NDM-1 is particularly frightening because it makes bacteria resistant to our most powerful antibiotics, the carbapenems, which are our last line of defence against superbug infection. It has been found in a variety of bacteria, including the familiar E. coli.

The New Delhi or modified NDM-1 bacteria are thought to have entered the UK in patients returning from India and Pakistan who went there to take advantage of cheaper surgical procedures, such as cosmetic surgery. There was a lot of news about this in the second part of 2010.

So far only 70 cases of infection have been reported in the UK, but this small number does not lessen the urgency of the need to find a way to defeat this powerful superbug and save lives.

Now Medical Research Council (MRC) scientists at the Research Complex at Harwell (RCaH) in Oxfordshire, UK, have created a structural model of NDM-1 that will be a great help to researchers and pharma companies trying to develop new ways to overcome bacterial resistance and develop new treatments.

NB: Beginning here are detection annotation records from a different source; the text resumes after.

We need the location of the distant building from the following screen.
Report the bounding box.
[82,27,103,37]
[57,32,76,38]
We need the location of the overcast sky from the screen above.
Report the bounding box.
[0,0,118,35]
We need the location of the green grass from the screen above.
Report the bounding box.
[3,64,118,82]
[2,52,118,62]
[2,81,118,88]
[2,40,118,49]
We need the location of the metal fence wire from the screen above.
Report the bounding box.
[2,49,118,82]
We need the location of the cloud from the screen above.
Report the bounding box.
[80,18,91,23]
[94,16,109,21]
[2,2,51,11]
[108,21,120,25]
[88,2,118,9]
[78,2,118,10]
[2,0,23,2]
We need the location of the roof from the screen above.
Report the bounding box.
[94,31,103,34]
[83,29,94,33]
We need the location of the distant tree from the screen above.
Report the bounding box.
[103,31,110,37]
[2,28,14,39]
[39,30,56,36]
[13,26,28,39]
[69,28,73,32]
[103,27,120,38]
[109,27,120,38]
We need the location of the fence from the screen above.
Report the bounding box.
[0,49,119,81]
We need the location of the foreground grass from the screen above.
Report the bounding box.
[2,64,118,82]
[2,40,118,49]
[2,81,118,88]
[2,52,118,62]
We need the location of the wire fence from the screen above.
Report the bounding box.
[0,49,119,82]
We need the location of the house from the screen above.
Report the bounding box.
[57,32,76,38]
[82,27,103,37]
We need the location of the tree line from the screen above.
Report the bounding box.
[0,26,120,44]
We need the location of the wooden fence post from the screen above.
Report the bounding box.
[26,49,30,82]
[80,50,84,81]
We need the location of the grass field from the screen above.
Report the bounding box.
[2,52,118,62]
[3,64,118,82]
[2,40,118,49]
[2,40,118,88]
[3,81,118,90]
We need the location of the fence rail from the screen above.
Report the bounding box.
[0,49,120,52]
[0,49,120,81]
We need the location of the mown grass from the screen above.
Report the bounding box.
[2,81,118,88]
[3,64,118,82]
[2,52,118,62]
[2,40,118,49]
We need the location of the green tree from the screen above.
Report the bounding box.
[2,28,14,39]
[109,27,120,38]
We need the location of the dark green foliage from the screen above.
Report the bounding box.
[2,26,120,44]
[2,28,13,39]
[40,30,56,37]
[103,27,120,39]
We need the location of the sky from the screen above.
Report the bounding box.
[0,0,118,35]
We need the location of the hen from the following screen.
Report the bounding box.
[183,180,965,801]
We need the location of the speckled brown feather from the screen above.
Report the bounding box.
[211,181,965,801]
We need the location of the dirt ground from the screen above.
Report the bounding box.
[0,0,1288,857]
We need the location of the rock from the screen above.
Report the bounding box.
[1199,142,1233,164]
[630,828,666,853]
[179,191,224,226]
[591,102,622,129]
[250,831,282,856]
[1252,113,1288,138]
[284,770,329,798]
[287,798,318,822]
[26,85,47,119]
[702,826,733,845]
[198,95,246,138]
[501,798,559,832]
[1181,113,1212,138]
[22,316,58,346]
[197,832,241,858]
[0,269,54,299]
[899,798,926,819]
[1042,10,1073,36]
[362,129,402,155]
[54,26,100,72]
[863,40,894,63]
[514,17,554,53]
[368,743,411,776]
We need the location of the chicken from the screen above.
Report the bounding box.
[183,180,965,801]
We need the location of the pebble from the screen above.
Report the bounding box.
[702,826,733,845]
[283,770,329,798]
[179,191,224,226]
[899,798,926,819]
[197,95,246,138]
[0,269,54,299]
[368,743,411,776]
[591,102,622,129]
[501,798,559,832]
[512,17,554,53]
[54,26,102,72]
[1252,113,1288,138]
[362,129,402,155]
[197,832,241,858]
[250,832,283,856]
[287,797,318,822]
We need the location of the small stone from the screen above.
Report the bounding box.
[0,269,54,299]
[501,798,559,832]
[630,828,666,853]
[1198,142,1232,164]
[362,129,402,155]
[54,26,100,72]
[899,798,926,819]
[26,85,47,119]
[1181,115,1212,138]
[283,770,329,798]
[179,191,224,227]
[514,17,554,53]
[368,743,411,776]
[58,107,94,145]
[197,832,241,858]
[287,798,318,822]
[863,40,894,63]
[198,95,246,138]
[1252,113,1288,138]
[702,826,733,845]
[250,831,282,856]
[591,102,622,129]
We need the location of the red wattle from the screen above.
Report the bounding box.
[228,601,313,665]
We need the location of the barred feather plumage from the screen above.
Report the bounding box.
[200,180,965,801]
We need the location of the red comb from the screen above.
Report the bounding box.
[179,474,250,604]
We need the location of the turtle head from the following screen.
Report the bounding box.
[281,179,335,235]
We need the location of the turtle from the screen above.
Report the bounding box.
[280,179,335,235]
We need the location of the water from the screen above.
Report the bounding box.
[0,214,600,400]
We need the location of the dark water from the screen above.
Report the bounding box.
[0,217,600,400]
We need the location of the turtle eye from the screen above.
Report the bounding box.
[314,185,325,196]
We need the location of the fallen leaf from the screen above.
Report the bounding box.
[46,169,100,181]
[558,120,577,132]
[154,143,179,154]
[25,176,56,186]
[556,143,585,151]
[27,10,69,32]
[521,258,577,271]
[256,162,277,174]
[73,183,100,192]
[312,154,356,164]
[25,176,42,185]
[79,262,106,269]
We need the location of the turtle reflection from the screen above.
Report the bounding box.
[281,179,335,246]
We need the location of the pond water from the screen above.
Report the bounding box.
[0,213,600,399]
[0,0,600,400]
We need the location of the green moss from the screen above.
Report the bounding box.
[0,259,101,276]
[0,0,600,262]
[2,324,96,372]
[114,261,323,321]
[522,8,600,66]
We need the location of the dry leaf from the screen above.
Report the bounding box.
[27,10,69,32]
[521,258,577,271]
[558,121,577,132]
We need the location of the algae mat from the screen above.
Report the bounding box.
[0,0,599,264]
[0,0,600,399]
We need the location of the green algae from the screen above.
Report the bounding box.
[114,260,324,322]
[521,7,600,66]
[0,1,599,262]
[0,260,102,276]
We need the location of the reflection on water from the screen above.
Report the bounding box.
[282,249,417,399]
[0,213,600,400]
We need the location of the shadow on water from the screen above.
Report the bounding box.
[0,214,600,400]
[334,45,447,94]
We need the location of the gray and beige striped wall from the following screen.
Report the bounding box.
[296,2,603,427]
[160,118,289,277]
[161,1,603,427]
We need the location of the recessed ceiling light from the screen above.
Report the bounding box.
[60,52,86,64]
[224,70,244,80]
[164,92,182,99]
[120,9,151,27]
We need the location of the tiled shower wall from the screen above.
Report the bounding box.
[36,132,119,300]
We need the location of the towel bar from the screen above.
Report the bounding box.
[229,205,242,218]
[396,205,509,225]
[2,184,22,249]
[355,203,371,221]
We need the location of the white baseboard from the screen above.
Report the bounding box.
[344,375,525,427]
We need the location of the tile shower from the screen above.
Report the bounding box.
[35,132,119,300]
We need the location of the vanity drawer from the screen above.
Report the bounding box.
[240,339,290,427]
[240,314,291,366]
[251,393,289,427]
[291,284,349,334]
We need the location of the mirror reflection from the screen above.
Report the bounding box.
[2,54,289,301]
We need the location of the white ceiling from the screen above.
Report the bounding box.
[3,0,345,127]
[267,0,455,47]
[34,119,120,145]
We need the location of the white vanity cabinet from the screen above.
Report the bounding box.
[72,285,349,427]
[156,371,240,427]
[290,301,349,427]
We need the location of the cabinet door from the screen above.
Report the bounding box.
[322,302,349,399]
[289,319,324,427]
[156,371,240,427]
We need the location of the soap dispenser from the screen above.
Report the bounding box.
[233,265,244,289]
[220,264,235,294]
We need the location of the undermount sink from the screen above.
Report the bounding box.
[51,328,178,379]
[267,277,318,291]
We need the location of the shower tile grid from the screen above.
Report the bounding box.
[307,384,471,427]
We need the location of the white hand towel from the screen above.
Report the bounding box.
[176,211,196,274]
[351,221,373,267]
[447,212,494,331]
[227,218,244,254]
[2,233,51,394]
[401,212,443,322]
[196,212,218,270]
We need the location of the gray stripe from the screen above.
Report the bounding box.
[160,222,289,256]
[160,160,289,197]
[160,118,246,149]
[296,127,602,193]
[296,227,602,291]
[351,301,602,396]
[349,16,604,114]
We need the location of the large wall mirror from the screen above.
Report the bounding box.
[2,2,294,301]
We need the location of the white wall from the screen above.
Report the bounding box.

Professor Simon Phillips, who led the study and is director at the Research Complex at Harwell, told the press “NDM-1 is a serious threat to human health,” and “is able to degrade many forms of antibiotic and render them useless”.

“In addition, the gene for NDM-1 can be passed between different bacteria so can spread rapidly in the population and generate drug resistance in different diseases,” he added.

Phillips said knowing the structure of the enzyme is the first step in understanding how the superbug works and leads the way to the design of drugs that might prevent its action. This study, which is supported by the MRC, is giving vital information to help speed up the development of new drugs, he added.

In their paper, the researchers report how they modelled the crystal structure of NDM-1 from Klebsiella pneumoniae, and discuss its “structure and active site … in the context of other recently deposited coordinates of NDM-1”.

Professor Sharon Peacock, a member of the Medical Research Council Infections and Immunity Board, said identifying the structure of NDM-1 is a “crucial step towards ensuring that drug development is based on a sound understanding of the mechanisms of bacterial resistance to antibiotics”.

As well as Phillips’s team, other centres nearby played a key role. For example, the Oxford Protein Production Facility-UK, which is also funded by the MRC and is based in the RCaH, rapidly prepared samples of the enzyme using just its genetic sequence. And the crystallography lab at the nearby Diamond Light Source, the largest UK-funded scientific facility to be built for over 40 years, determined the structure of the enzyme.